There are many well-known benefits of swimming outdoors, especially when the water is cold. “On one level, it's positive to be active and experience nature, which helps, for example, in terms of mood, increased self-esteem and lower risk for depression,” explains Ana Batista, a Stockholm psychologist. “And we also know that swimming positively affects muscle relaxation and blood circulation, increasing the blood flow to the brain, which helps slow cognitive decline, improve sleep, and reduce stress. When we swim in cold water, these effects are emphasised by the exposure to cold, which adds an exciting component to the experience.”

Photo: Benjamin Tarp

To swim in the nude outside offers another dimension of wellness, too.

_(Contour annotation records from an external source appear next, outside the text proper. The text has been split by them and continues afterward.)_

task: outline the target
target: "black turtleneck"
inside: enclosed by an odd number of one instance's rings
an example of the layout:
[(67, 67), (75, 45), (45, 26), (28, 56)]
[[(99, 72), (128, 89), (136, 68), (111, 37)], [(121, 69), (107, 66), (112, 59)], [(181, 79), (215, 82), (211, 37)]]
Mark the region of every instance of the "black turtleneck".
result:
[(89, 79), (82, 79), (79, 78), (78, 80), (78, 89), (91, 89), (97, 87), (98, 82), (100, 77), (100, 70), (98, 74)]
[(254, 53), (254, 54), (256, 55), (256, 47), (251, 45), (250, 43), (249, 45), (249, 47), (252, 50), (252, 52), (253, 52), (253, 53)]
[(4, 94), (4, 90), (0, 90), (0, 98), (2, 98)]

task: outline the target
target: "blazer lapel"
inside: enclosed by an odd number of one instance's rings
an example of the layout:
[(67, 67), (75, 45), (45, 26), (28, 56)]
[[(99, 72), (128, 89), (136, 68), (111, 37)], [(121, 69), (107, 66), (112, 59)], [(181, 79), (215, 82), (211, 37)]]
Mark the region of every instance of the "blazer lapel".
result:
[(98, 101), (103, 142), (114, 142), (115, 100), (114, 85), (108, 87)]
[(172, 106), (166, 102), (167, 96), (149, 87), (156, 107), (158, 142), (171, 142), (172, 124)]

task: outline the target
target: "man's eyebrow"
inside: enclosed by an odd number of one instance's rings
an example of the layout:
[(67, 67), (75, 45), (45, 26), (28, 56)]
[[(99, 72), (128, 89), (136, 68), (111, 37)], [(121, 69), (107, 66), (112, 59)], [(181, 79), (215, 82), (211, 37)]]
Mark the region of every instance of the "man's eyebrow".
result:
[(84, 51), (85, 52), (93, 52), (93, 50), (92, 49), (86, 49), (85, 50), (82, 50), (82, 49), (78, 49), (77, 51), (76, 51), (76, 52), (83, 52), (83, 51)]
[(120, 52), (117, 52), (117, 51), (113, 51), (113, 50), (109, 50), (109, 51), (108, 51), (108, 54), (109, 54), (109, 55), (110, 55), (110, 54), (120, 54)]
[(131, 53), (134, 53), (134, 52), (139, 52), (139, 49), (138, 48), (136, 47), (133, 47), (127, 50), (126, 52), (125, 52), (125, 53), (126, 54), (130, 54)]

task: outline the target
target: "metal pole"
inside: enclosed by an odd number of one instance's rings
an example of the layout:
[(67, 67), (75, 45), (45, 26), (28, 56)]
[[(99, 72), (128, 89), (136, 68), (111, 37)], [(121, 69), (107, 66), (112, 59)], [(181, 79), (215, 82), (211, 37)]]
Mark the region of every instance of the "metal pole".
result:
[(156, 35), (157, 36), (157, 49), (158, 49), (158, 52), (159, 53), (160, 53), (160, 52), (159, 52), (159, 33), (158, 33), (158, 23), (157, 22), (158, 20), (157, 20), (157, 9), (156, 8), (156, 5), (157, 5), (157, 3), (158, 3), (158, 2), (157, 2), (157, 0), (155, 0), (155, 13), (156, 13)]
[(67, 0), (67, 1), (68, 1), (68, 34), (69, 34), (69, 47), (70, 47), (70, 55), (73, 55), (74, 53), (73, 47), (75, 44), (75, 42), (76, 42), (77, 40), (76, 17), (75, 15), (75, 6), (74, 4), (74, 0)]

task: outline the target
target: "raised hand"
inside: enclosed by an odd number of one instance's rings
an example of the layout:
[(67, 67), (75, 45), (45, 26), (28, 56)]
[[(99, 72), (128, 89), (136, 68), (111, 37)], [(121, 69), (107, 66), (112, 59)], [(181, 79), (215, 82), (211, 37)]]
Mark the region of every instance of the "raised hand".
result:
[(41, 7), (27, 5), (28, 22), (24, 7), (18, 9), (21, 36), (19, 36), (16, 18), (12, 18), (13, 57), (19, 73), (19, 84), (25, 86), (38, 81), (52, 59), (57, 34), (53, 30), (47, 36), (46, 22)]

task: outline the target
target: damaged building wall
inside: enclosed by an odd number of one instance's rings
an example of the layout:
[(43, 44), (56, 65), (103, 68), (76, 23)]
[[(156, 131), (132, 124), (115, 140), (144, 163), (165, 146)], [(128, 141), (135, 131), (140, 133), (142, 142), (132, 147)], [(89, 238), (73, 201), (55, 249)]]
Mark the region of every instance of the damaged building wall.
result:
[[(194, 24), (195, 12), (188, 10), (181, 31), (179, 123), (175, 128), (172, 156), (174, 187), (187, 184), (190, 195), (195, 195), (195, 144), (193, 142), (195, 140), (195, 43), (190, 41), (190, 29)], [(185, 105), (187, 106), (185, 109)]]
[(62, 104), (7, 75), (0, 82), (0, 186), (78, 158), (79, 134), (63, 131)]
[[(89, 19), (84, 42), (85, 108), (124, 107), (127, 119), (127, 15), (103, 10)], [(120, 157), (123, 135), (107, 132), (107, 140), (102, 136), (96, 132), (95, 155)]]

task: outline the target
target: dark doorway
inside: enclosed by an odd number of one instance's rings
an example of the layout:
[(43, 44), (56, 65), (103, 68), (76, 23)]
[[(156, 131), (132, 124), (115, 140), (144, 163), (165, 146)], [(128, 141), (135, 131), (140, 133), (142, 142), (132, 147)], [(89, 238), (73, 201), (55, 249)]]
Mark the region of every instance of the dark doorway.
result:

“It can be a powerful healing experience, especially for those who feel disconnected from their bodies,” says Batista. “Immersing in the wilderness, without the protective boundaries of clothing, can bring a sense of acceptance and reconciliation with that part of ourselves with which we might have been in conflict. In a way, it's a return to nature, which metaphorically, but also quite literally, represents a return to ourselves.”

When Elisabeth Paul first dipped outside without anything on she was confronted with her own views of her body when the women jumping in with her felt no shame taking off all their clothes. “I don’t see myself as prudish but I’m also not an exhibitionist,” the 35-year-old says. “I see myself as open to things, and I think that day really made an impression on me, because I really wanted to feel free and natural in my body like the others seemed to be.”

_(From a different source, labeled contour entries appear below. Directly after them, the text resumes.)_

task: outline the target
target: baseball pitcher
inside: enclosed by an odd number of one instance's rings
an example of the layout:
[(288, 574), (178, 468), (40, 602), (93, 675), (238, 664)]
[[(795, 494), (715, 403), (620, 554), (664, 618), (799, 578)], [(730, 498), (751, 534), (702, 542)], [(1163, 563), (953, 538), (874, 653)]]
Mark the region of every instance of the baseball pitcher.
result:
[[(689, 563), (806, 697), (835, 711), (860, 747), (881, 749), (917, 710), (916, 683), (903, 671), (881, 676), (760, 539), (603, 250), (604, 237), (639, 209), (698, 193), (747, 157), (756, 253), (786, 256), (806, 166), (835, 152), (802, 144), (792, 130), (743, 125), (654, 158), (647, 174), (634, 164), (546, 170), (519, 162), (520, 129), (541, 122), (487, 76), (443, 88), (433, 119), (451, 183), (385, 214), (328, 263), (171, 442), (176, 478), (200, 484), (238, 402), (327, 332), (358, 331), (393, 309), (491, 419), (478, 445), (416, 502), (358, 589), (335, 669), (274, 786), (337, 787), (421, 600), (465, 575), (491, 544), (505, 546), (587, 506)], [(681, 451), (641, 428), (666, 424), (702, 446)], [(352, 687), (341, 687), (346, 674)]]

By not covering myself, my body gets to move through the world like it’s allowed to exist

Elisabeth Paul

Photo: Getty

Moving to Aarhus, Denmark in 2020, nude bathing became part of Paul’s daily routine. “Here, there’s a sauna and winter swimming club where the rule is that if you want to bathe there, it’s got to be naked,” she explains. “Mostly I go alone, either first thing in the morning, where I share the bathing bridge with the happiest old, naked people you could ever meet, or later in the afternoon and evening when it feels warmest. Other times I go with friends, or with my boyfriend.”

No matter the temperature of the water, Paul feels the urge to dip in the water, if only for a few seconds. “To start with, if I think about it too much, I could psych myself out,” she says. “I need to just do it, no hesitating. It’s off with the clothes, into the water. It’s cold, breathe, lower myself in, and feel so alive. It does something amazing for both my body and my mind. I feel warmer, like my circulation is kicked into gear, connected to myself and to my surroundings. I feel fresh, calm, happy, and alert, like a reset.”

As time has passed, Paul no longer feels shame about swimming in the nude and embraces it as a time to really connect with herself and her body. “When I swim naked, I feel like myself,” she says. It also gives her the opportunity to let go of the external pressure that is often felt by women in society. “I’m not thinking about how I look or hating on some part of me I want to hide. It doesn’t bother me if someone finds me attractive or not. My body isn’t to be an object of someone’s gaze or something that needs to live up to some standard in order to be exposed.

"By not covering myself, my body gets to move through the world like it’s allowed to exist. The focus is on what my body can do, what it does in interaction with the water, what it feels like to just be. And I take that feeling with me out of the water. The body and the mind are one and the same.”